The Vapnik Chervonenkis (VC) dimension measures the capacity of a learning machine, and computational learning theory shows that a small VC dimension can lead to good generalization and robust learning. It is well known that SVMs can have a large, even infinite VC dimension. Despite being amongst the most popular of methods, SVMs do not provide any guarantee of good generalization.

Classifiers
The relation between the VC dimension and the defining variables of a classifier is usually abstruse and rarely tractable. In recent works (NeurocomputingArXiv Preprint), we have shown how to obtain an exact bound on the VC dimension of a fat margin hyperplane classifier. The proposed exact bound is a function that bounds the VC dimension from both above and below. It is a convex, smooth, and differentiable function. Minimizing the exact bound yields a classifier with a small VC dimension. We show that this can be done by solving a linear programming problem. The Minimal Complexity Machine (MCM) finds a hyperplane classifier with a small VC dimension, that also learns the training samples with small error. To the best of our knowledge, the MCM is the first, and only such approach that provides a way of learning a classifier with small VC dimension. On many benchmark datasets from the UCI repository, the MCM generalizes better than SVMs, while using less than one-tenth the number of support vectors. The code can be downloaded here.

Function Approximation
Regression, or Function Approximation is another common problem in machine learning. We have shown in the paper (Neurocomputing) how the MCM can be used to find regressors that have smaller mean squared errors on test samples, while using far fewer support vectors than SVMs. The code for the MCMR can be downloaded here.

Feature Selection
The number of features or input variables used by a linear hyperplane is one less than an upper bound on its VC dimension. The primal version of the linear MCM allows us to find a set of features that constitutes a minimal discriminative set.

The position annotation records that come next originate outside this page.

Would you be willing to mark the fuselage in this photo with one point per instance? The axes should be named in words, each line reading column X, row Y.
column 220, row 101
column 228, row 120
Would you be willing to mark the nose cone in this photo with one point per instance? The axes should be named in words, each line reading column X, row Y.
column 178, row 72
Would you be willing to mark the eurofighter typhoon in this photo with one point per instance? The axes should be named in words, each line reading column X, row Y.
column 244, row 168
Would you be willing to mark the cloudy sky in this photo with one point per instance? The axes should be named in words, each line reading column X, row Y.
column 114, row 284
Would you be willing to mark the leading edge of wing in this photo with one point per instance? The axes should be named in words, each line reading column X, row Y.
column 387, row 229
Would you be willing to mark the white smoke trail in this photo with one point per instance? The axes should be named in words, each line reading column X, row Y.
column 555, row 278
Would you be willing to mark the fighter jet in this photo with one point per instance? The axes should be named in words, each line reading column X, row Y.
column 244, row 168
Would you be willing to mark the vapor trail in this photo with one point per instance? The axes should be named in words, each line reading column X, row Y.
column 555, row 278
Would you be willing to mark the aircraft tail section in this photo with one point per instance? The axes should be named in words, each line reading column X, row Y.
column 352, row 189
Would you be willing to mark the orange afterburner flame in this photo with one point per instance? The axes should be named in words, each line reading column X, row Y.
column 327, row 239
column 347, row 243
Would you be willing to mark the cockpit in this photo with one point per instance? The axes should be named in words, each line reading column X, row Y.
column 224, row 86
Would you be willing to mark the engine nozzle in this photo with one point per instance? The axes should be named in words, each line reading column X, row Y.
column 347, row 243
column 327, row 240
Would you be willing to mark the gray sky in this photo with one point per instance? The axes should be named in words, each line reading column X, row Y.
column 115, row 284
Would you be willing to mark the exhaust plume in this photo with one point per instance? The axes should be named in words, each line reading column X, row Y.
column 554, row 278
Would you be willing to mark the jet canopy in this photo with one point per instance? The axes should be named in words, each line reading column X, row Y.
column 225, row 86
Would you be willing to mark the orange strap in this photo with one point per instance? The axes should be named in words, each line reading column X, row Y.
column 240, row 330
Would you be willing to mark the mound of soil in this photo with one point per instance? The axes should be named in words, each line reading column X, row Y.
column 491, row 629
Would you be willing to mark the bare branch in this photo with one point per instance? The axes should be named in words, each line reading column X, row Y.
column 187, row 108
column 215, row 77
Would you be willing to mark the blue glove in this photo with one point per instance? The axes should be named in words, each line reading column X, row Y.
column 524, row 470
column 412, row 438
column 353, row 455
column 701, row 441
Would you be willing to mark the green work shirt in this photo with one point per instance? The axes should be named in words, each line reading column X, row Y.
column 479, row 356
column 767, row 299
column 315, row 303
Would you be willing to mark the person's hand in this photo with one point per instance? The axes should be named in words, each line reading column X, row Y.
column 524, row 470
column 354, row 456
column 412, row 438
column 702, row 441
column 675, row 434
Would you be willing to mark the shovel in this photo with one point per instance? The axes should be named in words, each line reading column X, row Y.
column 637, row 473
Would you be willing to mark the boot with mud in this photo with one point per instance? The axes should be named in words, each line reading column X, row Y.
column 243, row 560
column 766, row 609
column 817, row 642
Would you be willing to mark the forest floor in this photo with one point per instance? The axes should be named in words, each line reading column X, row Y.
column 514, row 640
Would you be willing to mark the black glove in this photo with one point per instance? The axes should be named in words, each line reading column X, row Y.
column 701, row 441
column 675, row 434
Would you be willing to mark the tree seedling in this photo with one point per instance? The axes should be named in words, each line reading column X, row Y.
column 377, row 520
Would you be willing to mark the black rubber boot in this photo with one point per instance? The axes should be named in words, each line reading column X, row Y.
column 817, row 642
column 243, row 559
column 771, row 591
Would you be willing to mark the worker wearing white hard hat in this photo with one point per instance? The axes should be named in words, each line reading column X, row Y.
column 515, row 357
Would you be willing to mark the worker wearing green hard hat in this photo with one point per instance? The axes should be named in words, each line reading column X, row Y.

The MCM thus provides a way for selecting an optimal set of features. Results on benchmark datasets(ArXiv Preprint) indicates that the MCM provides a competitive feature selection approach.

Fuzzy MCM Classifiers
Using fuzzy memberships facilitates robust learning by reducing the effect of outliers and noise in the data. An extension of the MCM to the fuzzy domain(ArXiv Preprint) demonstrates that the use of fuzzy memberships indeed improves generalization and can also yield sparser solutions.